You understand, I was already middle-aged, and my father in his 80’s when this conversation took place. I was a pastor’s wife, a Sunday School teacher, a mother, and I’d been a Christian for most of my life—you’d think by now my life would be under control. My father and mother were godly parents, very strict but very loving. They set high standards of conduct for us, and they lived what they taught. I had accepted their high standards of conduct for my own. It was frustrating not even to meet my own standards.
So when I expressed my frustration to Daddy, he quickly said, “Oh, no, Libby, I think God looks down on you with great tenderness. I think He is very pleased with you.”

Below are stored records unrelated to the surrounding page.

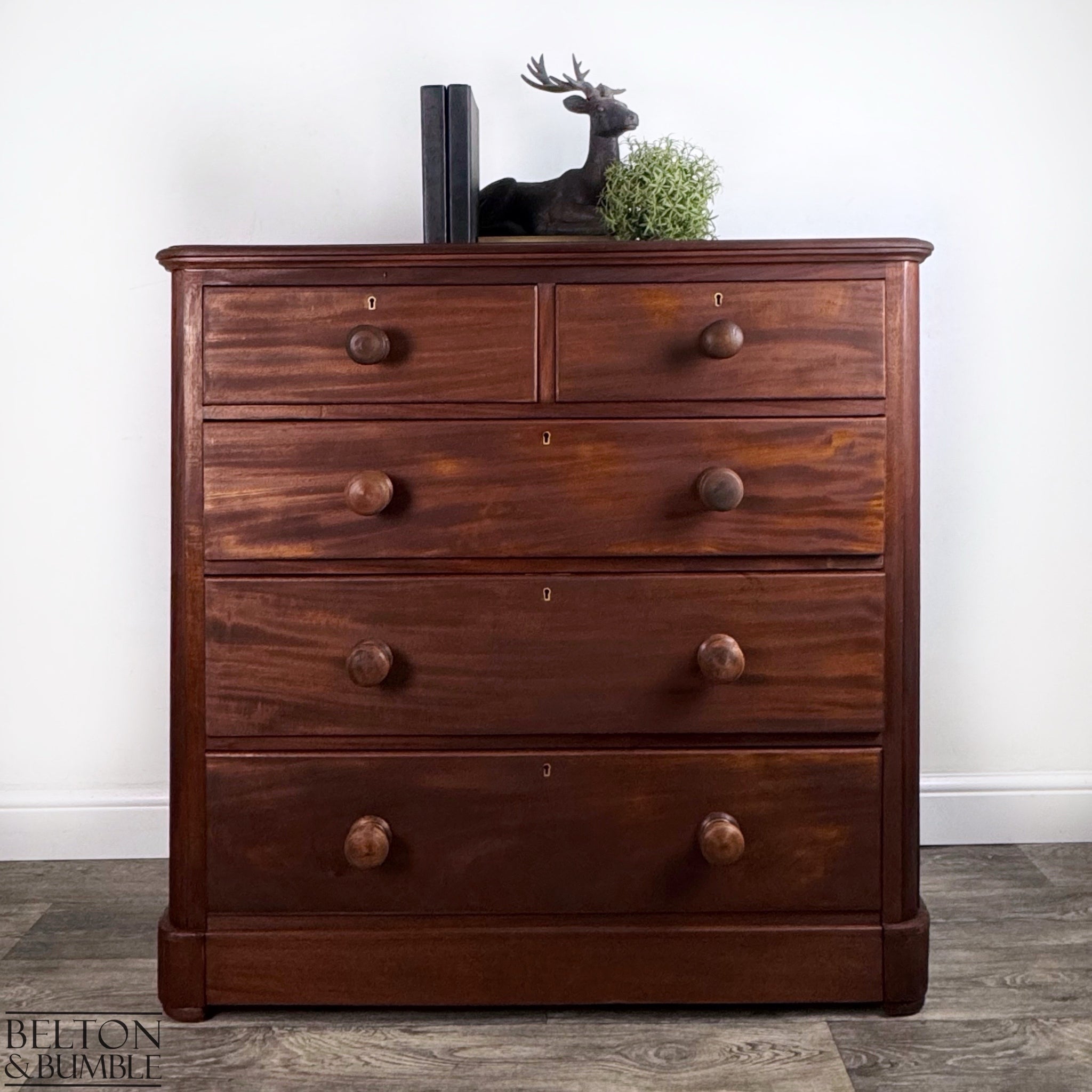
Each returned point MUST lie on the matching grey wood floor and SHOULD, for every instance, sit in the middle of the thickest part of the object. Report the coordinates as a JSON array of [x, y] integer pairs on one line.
[[1009, 1007]]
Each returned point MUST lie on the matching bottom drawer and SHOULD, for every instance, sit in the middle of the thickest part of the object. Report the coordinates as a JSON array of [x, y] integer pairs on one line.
[[545, 832]]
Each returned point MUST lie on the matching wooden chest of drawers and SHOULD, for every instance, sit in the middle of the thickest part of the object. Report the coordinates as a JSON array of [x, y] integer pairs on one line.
[[545, 625]]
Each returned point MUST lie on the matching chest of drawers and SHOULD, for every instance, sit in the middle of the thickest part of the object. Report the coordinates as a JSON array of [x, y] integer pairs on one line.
[[544, 625]]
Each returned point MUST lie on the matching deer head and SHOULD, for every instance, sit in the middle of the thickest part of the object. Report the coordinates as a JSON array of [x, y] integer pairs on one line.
[[609, 117]]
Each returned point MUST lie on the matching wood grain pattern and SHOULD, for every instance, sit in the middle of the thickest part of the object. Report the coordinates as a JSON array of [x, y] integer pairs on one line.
[[187, 906], [497, 488], [968, 1055], [497, 832], [589, 254], [563, 567], [560, 966], [447, 344], [810, 339], [492, 654]]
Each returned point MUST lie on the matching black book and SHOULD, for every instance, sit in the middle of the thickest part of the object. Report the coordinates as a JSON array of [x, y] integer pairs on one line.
[[462, 164], [434, 161]]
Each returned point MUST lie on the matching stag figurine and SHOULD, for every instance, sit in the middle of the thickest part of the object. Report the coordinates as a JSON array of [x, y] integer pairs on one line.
[[568, 205]]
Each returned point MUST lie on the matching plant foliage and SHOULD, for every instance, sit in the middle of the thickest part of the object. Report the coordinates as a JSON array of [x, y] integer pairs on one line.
[[663, 189]]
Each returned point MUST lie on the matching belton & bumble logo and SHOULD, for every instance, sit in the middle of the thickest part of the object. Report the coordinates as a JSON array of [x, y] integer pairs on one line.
[[86, 1050]]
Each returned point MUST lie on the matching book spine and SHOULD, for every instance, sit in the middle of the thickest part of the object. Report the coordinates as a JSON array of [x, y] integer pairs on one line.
[[434, 162], [462, 164]]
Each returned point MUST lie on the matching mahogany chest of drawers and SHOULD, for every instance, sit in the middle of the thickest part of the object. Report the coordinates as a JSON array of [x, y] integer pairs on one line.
[[545, 625]]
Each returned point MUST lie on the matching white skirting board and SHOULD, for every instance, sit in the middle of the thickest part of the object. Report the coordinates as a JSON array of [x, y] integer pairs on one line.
[[957, 809]]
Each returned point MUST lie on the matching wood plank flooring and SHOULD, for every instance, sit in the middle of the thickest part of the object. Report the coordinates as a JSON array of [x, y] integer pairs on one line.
[[1009, 1006]]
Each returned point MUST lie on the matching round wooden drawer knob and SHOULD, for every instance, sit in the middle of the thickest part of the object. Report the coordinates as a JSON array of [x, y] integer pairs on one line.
[[721, 659], [370, 663], [368, 842], [721, 340], [720, 488], [721, 840], [370, 493], [367, 344]]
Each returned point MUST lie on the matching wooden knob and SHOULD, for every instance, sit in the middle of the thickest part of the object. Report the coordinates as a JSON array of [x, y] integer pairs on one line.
[[370, 493], [720, 488], [721, 659], [367, 344], [720, 838], [721, 339], [370, 663], [368, 842]]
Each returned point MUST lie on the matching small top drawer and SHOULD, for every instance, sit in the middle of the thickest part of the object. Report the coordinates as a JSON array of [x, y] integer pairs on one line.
[[766, 340], [419, 344]]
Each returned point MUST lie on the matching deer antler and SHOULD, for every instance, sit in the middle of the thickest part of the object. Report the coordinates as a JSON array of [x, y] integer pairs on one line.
[[548, 82]]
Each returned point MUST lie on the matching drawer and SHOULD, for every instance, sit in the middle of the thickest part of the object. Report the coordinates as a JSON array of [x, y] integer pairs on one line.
[[532, 654], [444, 344], [545, 832], [644, 342], [549, 488]]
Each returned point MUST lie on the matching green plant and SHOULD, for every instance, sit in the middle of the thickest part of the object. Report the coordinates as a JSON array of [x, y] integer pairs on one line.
[[663, 189]]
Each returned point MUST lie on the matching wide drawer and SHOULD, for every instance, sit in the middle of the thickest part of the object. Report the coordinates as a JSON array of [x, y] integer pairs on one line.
[[444, 344], [559, 653], [644, 342], [550, 488], [545, 832]]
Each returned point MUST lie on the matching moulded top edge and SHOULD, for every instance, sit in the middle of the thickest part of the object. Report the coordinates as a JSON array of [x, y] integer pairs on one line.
[[548, 253]]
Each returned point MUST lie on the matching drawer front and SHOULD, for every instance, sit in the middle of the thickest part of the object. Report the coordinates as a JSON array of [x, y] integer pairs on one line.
[[446, 344], [643, 342], [547, 832], [497, 488], [518, 655]]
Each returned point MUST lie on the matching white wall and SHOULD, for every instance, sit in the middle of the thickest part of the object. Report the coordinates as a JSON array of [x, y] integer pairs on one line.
[[129, 126]]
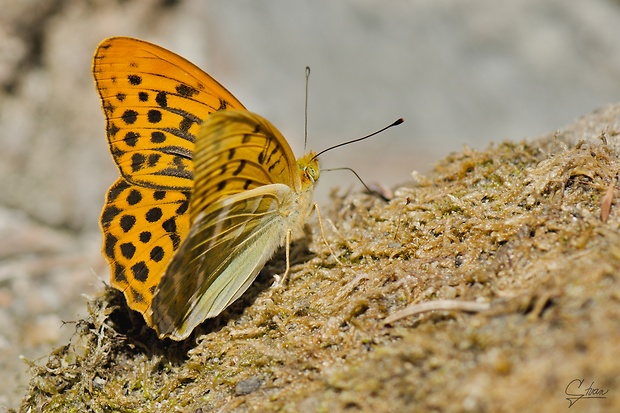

God looks down on me with tenderness? He Is pleased with me? That holy God, who is the essence of goodness, overlooks my failures? “No,” I thought, “God can’t condone sin. That’s a paradox! It can’t be true.” But, oh, how I longed for it to be true!
(As you know, a paradox is a “seemingly absurd or self-contradictory statement or proposition that when investigated or explained may prove to be well founded or true,” as the dictionary says.)
That conflict of ideas is why Hebrews 10:14 seemed to me like a paradox. It says:
By one sacrifice
He [Jesus] has made perfect forever
Those who are being made holy. Hebrews 10:14 niv
But “made perfect forever” simply doesn’t seem to fit in with “being made holy.” If I was “made perfect forever,” then why would I need “to be made holy”? The answer to this apparent paradox is found in the verse just before it. Hebrews 10:12 says:
“But when this priest [Jesus] had offered for all time
one sacrifice for sins, He sat down at the right hand of God. . . .
Because by one sacrifice He has made perfect forever
those who are being made holy.” Hebrews 10:12,14 niv
When I asked Jesus to forgive my sins, He did. He has paid the penalty for every one of my sins, all of them, past and future. So my record in Heaven is clear. Jesus gave me His righteousness. I “have been made perfect forever.” (I couldn’t, didn’t, do that; Jesus did it for me.)
But, as my friends would admit if you asked them, I still don’t always have myself under control. I’m often disappointed with my reactions. Hebrews 10:14 promises me that Jesus will continually guide me, help me; He will “make me holy.”
So, thank God, it’s not a paradox. His holiness and His forgiveness are not in conflict. Today we can rest in the assurance, when we’ve trusted Him, that His forgiveness is absolute, and He is committed to helping us, every day, to be more like Him in His holiness.